Second cancer is a devastating complication of the treatment of the original cancer. This may occur as a result of chemotherapy with or without high-dose irradiation before autologous transplantation or as a result of the transplantation procedure. Broadly, second cancers can be classified into 3 groups: (1) therapy-related myelodysplastic syndrome (MDS) or acute myeloid leukemia (AML); (2) lymphoma, including lymphoproliferative disease; and (3) solid tumors. Therapy-related MDS or AML is common after autologous transplantation, a major cause of nonrelapse mortality.⁴  Its incidence can range from 1% to 25%, and risk factors include both pretransplant and transplant-specific characteristics.^5,6  Pretransplant risk factors include exposure to alkylating agents, topoisomerase II inhibitors (epipodophyllotoxins and anthracyclines), or high-dose radiation. Transplant-specific risk factors include use of peripheral blood instead of bone marrow grafts, peripheral blood stem cell mobilization with etoposide, low number of CD34⁺ cells infused, transplant conditioning with total body irradiation, and multiple transplants.⁴  The latency period to therapy-related MDS or AML after topoisomerase II inhibitors is shorter (<5 years) compared with that for alkylating agents or irradiation (4-7 years). Lymphoma and solid tumors are typically seen after allogeneic transplantation.

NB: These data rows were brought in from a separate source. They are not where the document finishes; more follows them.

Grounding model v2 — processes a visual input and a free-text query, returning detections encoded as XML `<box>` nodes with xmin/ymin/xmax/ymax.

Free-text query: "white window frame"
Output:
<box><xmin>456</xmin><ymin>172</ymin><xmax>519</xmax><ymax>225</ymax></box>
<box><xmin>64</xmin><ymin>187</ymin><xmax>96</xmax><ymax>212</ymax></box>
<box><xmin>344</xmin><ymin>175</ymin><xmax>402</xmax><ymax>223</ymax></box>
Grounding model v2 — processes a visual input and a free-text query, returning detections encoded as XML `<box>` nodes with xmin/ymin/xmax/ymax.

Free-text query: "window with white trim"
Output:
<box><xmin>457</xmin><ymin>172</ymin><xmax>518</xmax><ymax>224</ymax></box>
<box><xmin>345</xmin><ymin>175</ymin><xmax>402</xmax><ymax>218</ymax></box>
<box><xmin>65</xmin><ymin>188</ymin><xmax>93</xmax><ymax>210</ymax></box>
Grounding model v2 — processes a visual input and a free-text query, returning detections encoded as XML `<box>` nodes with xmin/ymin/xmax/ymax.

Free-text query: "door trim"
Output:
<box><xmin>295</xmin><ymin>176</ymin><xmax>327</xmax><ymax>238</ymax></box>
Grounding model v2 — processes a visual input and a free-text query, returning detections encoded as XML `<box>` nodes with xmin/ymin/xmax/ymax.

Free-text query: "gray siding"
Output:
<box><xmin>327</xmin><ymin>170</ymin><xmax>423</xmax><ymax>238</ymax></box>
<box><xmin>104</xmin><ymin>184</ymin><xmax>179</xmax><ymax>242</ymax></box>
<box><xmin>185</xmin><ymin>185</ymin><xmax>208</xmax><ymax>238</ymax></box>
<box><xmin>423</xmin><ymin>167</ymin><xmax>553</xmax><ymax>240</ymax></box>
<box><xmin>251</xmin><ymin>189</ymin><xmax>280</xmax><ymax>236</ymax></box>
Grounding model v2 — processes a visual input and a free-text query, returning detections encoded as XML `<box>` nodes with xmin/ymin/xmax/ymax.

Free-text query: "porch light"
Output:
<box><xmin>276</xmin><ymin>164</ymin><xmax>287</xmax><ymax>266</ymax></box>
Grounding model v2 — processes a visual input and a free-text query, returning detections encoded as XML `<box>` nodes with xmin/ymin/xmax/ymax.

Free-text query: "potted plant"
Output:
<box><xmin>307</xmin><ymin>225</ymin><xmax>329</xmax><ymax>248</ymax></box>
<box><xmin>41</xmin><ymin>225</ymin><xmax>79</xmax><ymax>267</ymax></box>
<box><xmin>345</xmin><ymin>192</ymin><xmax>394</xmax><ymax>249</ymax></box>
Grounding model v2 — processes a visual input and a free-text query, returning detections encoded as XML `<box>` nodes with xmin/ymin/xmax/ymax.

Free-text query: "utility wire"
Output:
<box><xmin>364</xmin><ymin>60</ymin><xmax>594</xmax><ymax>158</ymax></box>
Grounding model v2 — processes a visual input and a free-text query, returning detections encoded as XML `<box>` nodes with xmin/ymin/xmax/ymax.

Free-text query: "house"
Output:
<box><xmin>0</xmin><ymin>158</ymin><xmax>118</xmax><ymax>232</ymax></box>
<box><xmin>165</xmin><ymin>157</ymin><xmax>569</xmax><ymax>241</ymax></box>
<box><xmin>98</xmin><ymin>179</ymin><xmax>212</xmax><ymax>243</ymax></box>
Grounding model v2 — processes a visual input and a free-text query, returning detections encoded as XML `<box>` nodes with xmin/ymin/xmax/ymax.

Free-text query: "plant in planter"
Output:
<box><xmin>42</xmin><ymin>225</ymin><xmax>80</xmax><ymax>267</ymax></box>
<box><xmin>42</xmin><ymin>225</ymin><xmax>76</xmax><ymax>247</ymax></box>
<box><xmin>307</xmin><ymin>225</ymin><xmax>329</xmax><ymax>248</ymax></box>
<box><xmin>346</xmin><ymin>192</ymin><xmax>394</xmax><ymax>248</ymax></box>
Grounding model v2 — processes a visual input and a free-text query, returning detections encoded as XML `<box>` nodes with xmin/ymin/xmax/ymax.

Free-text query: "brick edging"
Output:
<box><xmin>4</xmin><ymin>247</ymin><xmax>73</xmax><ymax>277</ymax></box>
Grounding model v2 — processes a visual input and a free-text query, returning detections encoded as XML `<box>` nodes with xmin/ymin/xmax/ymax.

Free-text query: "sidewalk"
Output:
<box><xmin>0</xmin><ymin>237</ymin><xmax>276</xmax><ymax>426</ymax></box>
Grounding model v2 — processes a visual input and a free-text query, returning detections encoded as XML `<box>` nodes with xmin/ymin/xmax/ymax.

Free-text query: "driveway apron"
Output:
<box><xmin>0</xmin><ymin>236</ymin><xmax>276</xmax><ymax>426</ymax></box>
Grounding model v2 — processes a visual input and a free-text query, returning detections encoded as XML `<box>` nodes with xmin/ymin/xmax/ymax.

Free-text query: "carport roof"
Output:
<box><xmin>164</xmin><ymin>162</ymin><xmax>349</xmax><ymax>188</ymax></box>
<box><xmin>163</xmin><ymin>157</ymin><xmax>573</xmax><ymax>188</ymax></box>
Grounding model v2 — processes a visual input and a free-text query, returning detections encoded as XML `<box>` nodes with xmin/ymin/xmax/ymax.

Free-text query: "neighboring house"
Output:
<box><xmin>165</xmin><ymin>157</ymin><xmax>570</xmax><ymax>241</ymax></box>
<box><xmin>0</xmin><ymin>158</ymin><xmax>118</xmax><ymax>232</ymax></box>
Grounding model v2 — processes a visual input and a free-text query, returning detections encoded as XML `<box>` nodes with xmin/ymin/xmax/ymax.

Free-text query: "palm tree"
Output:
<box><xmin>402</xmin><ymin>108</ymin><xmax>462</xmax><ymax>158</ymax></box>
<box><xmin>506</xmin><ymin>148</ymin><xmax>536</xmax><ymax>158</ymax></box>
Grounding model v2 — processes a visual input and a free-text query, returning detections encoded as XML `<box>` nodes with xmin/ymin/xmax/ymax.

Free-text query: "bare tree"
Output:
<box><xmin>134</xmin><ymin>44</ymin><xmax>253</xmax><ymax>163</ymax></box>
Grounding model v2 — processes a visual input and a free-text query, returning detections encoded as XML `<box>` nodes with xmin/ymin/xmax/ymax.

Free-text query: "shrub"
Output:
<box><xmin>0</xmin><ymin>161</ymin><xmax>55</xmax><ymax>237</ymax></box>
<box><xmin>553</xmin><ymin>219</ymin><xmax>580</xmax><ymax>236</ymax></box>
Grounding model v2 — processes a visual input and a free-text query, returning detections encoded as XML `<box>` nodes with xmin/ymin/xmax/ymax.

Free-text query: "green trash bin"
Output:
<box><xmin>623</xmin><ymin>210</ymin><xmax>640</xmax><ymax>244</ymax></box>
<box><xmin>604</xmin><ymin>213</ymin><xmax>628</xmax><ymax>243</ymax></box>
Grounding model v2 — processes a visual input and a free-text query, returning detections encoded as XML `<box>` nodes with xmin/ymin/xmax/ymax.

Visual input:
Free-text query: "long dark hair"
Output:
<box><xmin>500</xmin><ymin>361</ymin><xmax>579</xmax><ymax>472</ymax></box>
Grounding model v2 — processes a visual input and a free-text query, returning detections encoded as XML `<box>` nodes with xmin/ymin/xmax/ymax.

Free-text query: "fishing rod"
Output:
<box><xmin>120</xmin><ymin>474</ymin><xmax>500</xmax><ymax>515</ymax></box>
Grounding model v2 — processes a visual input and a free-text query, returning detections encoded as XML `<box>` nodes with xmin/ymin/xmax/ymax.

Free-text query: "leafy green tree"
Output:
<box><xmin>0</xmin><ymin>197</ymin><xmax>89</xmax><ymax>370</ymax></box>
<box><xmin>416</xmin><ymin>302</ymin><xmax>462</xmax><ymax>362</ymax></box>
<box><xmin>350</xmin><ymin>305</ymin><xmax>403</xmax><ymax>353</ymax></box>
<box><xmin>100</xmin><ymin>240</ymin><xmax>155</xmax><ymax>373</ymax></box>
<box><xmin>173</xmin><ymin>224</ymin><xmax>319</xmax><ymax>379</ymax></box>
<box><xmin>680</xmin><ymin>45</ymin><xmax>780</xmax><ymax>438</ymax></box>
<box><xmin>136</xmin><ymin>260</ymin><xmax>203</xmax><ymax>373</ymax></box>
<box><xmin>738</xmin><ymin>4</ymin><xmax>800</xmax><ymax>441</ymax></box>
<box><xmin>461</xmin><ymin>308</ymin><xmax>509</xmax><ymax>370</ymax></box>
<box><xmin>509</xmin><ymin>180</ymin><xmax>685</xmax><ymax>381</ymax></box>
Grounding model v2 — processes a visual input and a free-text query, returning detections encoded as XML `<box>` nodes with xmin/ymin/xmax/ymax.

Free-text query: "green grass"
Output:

In summary, survivors of childhood autologous transplantation need life-long monitoring for late and very late complications. Clinicians who provide care for transplant survivors should be aware that survivors are generally at greater risk for mortality and, in particular, high rates of late infections and respiratory (infectious and noninfectious) complications.⁷  This can be achieved only by continuously educating survivors and their families and through guidelines for surveillance that are easily available to general pediatricians and general internists. It is noteworthy that published guidelines generally address complications by organ and in the context of transplantation. It would be worthwhile for pediatric oncologists to develop cancer-specific surveillance guidelines that address surveillance for recurrence in addition to organ damage.